Mayor Durkan Proposes Short-Term Downtown Mobility Projects
Typical morning traffic on I-5 approaching Mercer Street
Earlier today, Mayor Durkan announced a pair of initiatives that aim to reduce car traffic through downtown in the coming years.
A $30 million package of near-term mobility projects will come online through the end of 2021. This period is called the period of "maximum constraint" caused by the Convention Center's takeover of Convention Place Station and other downtown megaprojects.
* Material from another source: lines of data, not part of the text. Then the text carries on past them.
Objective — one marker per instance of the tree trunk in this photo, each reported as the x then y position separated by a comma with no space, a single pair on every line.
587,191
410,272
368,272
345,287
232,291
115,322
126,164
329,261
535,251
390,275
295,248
Simultaneously, the mayor announced ($) that the city would investigate a congestion charge and hopes to have it in place before the end of her first term in 2021.
Both projects are connected, with a stated goal of reducing 4,000 SOV trips in downtown during peak hours by 2019. It remains to be seen if the two would complement each other, or become yet another addition to the transportation puzzle that already has missing pieces (namely the now-frozen Center City Connector).
The full slate of One Center City projects (click to enlarge)
The $30 million One Center City package, developed jointly by the City of Seattle, Metro, Sound Transit, and the Downtown Seattle Association, would target modest improvements for buses and bikes along north-south streets in downtown. Chief among the transit improvements is the implementation of all-door boarding on 3rd Avenue by March 2019, but no word on whether the most important busway in the Puget Sound region will be exclusive to buses.
The existing pair of peak-only bus lanes on 2nd and 4th avenues would receive no improvements beyond signal re-timing that is already underway; for the thousands of suburban riders who will continue to use these stops until 2024 (or later, pending federal funding), agencies claim a 10-15% improvement in northbound bus service on 4th. Some routes will be moved to a new transit pathway on 5th and 6th avenues in September 2019, as part of the bus tunnel mitigation, but existing (and congested) pathways on Olive and Howell will remain unchanged. Enhanced bus stops will come to UW Station and International District/Chinatown Stations as part of the Eastside restructures along SR 520 and I-90 sometime in 2019, but the specifics are unclear at the moment.
For bicyclists, the new One Center City plan falls short of the Basic Bike Network long desired for downtown, with implementation of protected bike lanes on Pike-Pine and 4th Avenue pushed back to 2021. A connection between the PBLs on 2nd Avenue and South Dearborn Street is planned to open in 2019, but no specific corridor has been identified at this time (only a few months before construction should begin).
Mayor Durkan is clearly not endearing her administration to drivers, who will likely oppose efforts to charge a congestion fee. At the same time, transit and bicycle activists, upset about delays in the bike network and the streetcar pause, may be disappointed as well.